Prespacer efficiency assay
Prespacer efficiency assay was performed according to the following protocol17. Overnight culture of BL21-AI cells containing a plasmid pCas1 + 2 was diluted 30-fold into 9 ml of LB supplemented with 50 μg/ml streptomycin, 13 mM l-(+)-arabinose and 1 mM IPTG and grown at 37 °C for 2 h. Cells were harvested by centrifugation at +4 °C (1 ml of cells per transformation), washed twice with cold water and resuspended in 50 μl of a solution containing 3.125 μM complementary oligonucleotides (Supplementary Table 13). Electroporation was carried out in a 1-mm gap cuvette at a voltage of 1.8 kV. 3 ml of LB supplemented with 50 μg/ml streptomycin was added to the electroporated cells and the cultures were incubated at 37 °C during 2 h. Lysates of cell cultures were prepared and used in PCR reactions containing a primer BLCRdir complementary to the leader sequence (GGTAGATTGTGACTGGCTTAAAAAATC) and a primer BLCRreverse complementary to the preexisting spacer in the array (GTTTGAGCGATGATATTTGTGCTC), respectively (Supplementary Table 22). Amplicons corresponding to extended and nonextended CRISPR arrays were isolated using GeneJET PCR Purification Kit (ThermoFisher Scientifc) and sequenced on a NextSeq 500 platform.

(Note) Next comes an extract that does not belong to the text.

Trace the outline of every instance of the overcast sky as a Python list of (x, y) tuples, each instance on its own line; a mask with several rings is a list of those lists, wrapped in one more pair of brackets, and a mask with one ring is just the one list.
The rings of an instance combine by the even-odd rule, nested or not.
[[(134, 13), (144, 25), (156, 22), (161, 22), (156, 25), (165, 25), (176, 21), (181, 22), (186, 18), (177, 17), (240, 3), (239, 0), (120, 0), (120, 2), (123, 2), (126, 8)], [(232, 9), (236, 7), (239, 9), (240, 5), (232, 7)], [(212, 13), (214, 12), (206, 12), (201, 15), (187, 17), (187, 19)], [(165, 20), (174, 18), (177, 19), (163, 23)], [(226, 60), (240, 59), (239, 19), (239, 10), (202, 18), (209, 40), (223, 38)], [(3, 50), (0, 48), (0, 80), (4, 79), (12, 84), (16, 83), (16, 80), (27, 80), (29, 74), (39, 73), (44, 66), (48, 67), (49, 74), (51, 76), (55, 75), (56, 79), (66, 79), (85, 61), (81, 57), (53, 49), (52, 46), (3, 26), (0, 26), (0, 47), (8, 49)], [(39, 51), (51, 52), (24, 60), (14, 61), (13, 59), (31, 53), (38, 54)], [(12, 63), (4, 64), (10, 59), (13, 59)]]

Bioinformatic analysis was performed in R using ShortRead and Biostrings packages27. Reads containing the bases with Phred quality <14 were removed from analysis and reads containing at least one CRISPR repeat were further analyzed. Newly acquired spacers were extracted from the expanded reads and mapped to the genome, plasmid and transforming oligonucleotide sequence with two mismatches allowed; 33-bp oligo-derived spacers that were cut between AA and G before integration were considered as properly processed. For simplicity, only properly processed oligo-derived spacers inserted into the CRISPR array in direct (GCCCAATTTACTACTCGTTCTGGTGTTTCTCGT) or reverse (ACGAGAAACACCAGAACGAGTAGTAAATTGGGC) orientation were included into analysis.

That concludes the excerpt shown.